One possibility would be to map the non-descriptor to an alternative label of two concepts, for example:

ex:c rdf:type skos:Concept;
  skos:prefLabel "Road transport"@en;
  skos:altLabel "Road safety"@en.

ex:d rdf:type skos:Concept;
  skos:prefLabel "Safety"@en;
  skos:altLabel "Road safety"@en.

Although it is possible to generate the original thesaurus layout from this graph, the fact that two concepts share an alternative label may not always indicate the USE X + Y pattern. In other words, the graph above may be ambiguous, and an assumption has to be made in order to generate the thesaurus layout which may not be generally applicable. This becomes apparent in the section below.

USE X OR Y

Some thesauri include instructions of the form "USE X OR Y". For example:

grinding house
  UFO grinding mill
  SN A place where material is crushed.

grindery
  UFO grinding mill
  SN A place where metal objects are sharpened.

grinding mill
  USE grinding house OR grindery
  SN Use "grinding house" for a place material is crushed and "grindery" for a place where metal objects are sharpened.

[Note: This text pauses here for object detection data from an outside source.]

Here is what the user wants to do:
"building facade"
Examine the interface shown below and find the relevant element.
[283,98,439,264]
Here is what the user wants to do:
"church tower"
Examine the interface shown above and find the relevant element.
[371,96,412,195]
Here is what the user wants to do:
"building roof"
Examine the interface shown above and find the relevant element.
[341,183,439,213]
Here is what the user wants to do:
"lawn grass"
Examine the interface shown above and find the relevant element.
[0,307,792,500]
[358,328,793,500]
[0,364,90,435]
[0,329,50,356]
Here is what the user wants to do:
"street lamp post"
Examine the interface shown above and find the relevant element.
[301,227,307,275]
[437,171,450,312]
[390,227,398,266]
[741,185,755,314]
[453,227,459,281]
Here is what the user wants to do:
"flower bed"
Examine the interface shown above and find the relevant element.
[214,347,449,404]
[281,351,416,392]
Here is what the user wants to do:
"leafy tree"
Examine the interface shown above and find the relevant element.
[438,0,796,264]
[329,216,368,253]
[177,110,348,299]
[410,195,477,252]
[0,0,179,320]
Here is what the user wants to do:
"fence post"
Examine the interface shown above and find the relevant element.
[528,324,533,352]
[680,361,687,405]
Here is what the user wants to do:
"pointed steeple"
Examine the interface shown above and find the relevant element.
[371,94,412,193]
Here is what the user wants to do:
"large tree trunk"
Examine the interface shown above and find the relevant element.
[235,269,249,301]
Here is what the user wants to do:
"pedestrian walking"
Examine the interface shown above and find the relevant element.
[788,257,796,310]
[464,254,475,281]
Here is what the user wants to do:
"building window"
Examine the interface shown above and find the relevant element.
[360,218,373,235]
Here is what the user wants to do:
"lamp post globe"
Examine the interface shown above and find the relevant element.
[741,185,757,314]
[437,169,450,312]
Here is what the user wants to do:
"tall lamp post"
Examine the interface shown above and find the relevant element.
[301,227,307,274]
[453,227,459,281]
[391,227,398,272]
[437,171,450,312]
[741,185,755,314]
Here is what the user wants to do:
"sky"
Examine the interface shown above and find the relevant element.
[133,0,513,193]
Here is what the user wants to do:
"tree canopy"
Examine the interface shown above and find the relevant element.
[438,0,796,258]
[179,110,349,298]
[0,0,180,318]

Note also the "UFO" symbol, indicating for example that "grindery" (or something else) is used for "grinding mill".

This is a real example, taken from one of the English Heritage thesauri. However, note that this pattern is not recommended in the ISO 2788 thesaurus standard nor in BS 8723.

As with the previous section, the natural thing to do when creating an RDF representation would be to map the non-descriptor "grinding mill" to an alternative label of two concepts, e.g.:

eg:e rdf:type skos:Concept;
  skos:prefLabel "grinding house"@en;
  skos:altLabel "grinding mill"@en.

eg:f rdf:type skos:Concept;
  skos:prefLabel "grindery"@en;
  skos:altLabel "grinding mill"@en.

It is possible to generate the original thesaurus layout from this graph. However, this time a different assumption has to be made in order to generate the thesaurus layout. We have used the same RDF pattern to represent two different thesaurus patterns, i.e. we have an ambiguity.


Representing these three thesaurus patterns (USE X, USE X + Y, USE X OR Y) without ambiguity is the fundamental issue that this document raises.